Major changes are coming which will transform York city centre, a council expert says.
Some of these will be brought about or accelerated by the pandemic. Others are due to more local developments and technological breakthroughs.
But a vision set out for York in 2030 would see
- fewer cars in the city centre
- most traffic to be electrically powered
- office staff working from home a third of the time
- people doing most shopping and banking online
- more cycle lanes and cyclists.
This vision for York in nine years’ time is from Julian Ridge, City of York Council sustainable transport manager.
It comes as the council embarks on creating a new local transport plan, and Mr Ridge says: “In the immediate future, transport in York will enter into a period of great change.”
New modes of transport like e-scooters and e-bikes, new developments like York Central and the station area, and new ways of working will add to the transformation.
To get an idea about the changes, Mr Ridge asks councillors to “imagine it is
2030 and you are standing at the top of the Minster’s central tower”.
In a report to the executive member for transport, he says: “You can see the new offices in York Central and the houses built beyond Clifton Moor and at Langwith.
“Below you electric buses, bikes and scooters glide along the city’s roads. Most cars and vans are electric too, now.
“There is less traffic in the city centre because it now travels on the dualled outer ring road. The area in front of the station has been transformed into two large open squares.
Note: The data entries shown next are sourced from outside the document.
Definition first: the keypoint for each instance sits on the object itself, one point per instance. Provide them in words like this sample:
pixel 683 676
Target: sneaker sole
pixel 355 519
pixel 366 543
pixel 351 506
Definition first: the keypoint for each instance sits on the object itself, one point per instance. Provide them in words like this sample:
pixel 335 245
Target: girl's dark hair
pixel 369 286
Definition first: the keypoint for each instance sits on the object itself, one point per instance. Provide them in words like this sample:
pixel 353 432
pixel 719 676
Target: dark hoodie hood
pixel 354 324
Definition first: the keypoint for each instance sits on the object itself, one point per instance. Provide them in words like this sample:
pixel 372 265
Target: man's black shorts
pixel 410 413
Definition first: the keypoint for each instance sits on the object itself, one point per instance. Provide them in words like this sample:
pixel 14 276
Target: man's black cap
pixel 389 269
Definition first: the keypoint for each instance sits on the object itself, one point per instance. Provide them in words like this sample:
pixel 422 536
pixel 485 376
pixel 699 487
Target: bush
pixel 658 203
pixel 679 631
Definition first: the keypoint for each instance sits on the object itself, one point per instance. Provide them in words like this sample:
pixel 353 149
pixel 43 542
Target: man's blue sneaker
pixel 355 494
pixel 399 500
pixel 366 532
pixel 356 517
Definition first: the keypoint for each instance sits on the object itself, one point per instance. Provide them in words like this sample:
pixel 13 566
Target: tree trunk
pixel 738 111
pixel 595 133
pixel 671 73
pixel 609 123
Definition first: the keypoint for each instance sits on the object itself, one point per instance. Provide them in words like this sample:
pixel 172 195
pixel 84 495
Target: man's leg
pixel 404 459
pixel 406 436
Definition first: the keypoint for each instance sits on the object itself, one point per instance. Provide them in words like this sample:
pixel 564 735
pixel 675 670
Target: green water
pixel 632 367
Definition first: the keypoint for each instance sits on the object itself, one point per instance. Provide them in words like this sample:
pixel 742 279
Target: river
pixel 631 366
“You can catch a train to Haxby, and the trains to Leeds, Manchester, Newcastle and London are faster and more frequent.
“Office workers work from home, or shared offices near their homes, one-third of the time.
“Most people do the majority of their shopping, banking and personal business
online. Many more people live in the centre of York. Castle car park is now an events space.”
There would be more cyclists, due to more cycle lanes, and fewer young people own a car or even learn to drive.
And self-drive cars and vans will be in use on motorways, but will still need to be driven in urban areas.
These are the issues the new Local Transport Plan will have to grapple with.
It will cover a 15-year period, although it will be reviewed after five years. The meeting takes place tomorrow (Tuesday).